Winter Fitness and Fun Combined
From December through February the fresh powdered snowshoe trails throughout the Adirondack Hub offer the ideal winter playground for those looking to get up close with nature. Book your ideal accommodations, and enjoy a cozy B&B, inn, or motel to start your snowshoe journey. No experience required!
When your day of adventure is complete, warm up by the fire in your lodge, or in one of our fine restaurants right here in town.

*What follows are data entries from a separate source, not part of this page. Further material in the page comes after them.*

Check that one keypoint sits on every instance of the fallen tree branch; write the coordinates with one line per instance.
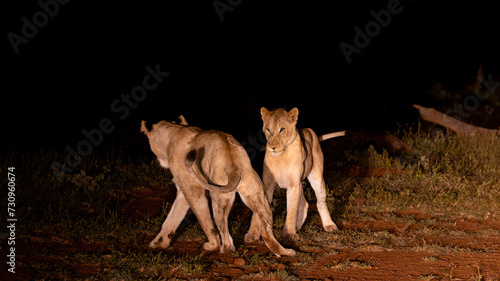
(460, 128)
(331, 135)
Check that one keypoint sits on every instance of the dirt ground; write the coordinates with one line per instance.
(481, 260)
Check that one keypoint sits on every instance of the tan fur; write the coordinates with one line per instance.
(212, 160)
(291, 156)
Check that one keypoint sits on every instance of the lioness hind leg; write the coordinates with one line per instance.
(221, 205)
(199, 205)
(254, 232)
(302, 211)
(318, 184)
(174, 218)
(256, 201)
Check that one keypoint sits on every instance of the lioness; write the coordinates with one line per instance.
(291, 156)
(215, 161)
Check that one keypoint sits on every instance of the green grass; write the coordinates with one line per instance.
(446, 177)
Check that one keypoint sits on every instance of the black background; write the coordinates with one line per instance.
(264, 53)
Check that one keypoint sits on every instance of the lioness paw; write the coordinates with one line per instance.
(289, 252)
(155, 244)
(290, 236)
(331, 227)
(251, 237)
(208, 246)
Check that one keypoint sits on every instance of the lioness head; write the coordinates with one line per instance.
(279, 129)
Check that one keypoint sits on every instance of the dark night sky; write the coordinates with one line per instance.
(264, 53)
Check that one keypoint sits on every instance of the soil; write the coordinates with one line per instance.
(480, 262)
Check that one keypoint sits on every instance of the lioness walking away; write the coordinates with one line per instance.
(291, 156)
(215, 161)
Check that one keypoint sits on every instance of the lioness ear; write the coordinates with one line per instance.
(293, 115)
(264, 113)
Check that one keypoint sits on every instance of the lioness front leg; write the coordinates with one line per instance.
(294, 196)
(172, 222)
(318, 184)
(221, 205)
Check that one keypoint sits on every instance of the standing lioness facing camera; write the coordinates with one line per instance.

With protected wilderness all around, the area has an abundance of great snowshoe trails. From short, level, and flat, to challenging peaks with incredible winter wonderland views, there are plenty of trails to meet that longing for gorgeous winter scenery and that crisp, pine-scented air.
The Hoffman Notch Wilderness area is a great place to start. A popular trek for families and beginners is the Big Pond Trail, which is a manageable 3-mile Adirondack snowshoe hike lasting about two hours.
East of the lake, visitors can take an enchanting moonlight snowshoe trek in the 46,283 acres of Pharaoh Lake Wilderness, experiencing a serene perspective of the forest unlike any other. Crane Pond is an enjoyable choice too.
An Adirondack snowshoe vacation:
- Requires minimal equipment
- Is a fairly easy winter sport to learn
- Excellent for families, couples, non-skiers, and outdoor enthusiasts of all kinds
- Snowshoe getaways can be as easy or challenging as you desire
Read about a fine excursion with Choosing the Right Cave. Secure the services of a local guide or outfitter who can steer you toward the best winter trails for your ability and has equipment to buy or rent.
Cloudsplitter Outfitters in Newcomb has snowshoe rentals and guided treks. The Adirondack Interpretive Center is open Friday - Sunday, 10 a.m. through 4 p.m. with snowshoes included in admission. The Natural Stone Bridge and Caves opens in the winter, with snowshoes, trekking poles, and map to help explore their own system of trails.
Leave No Trace and Love Your ADK
The magic of the Adirondacks is the result of previous generations taking a long view and protecting the mountains, lakes, and rivers within the Blue Line. That tradition continues today as we support and encourage everyone to practice Leave No Trace ethics, which help protect the lands and waters of the Adirondacks.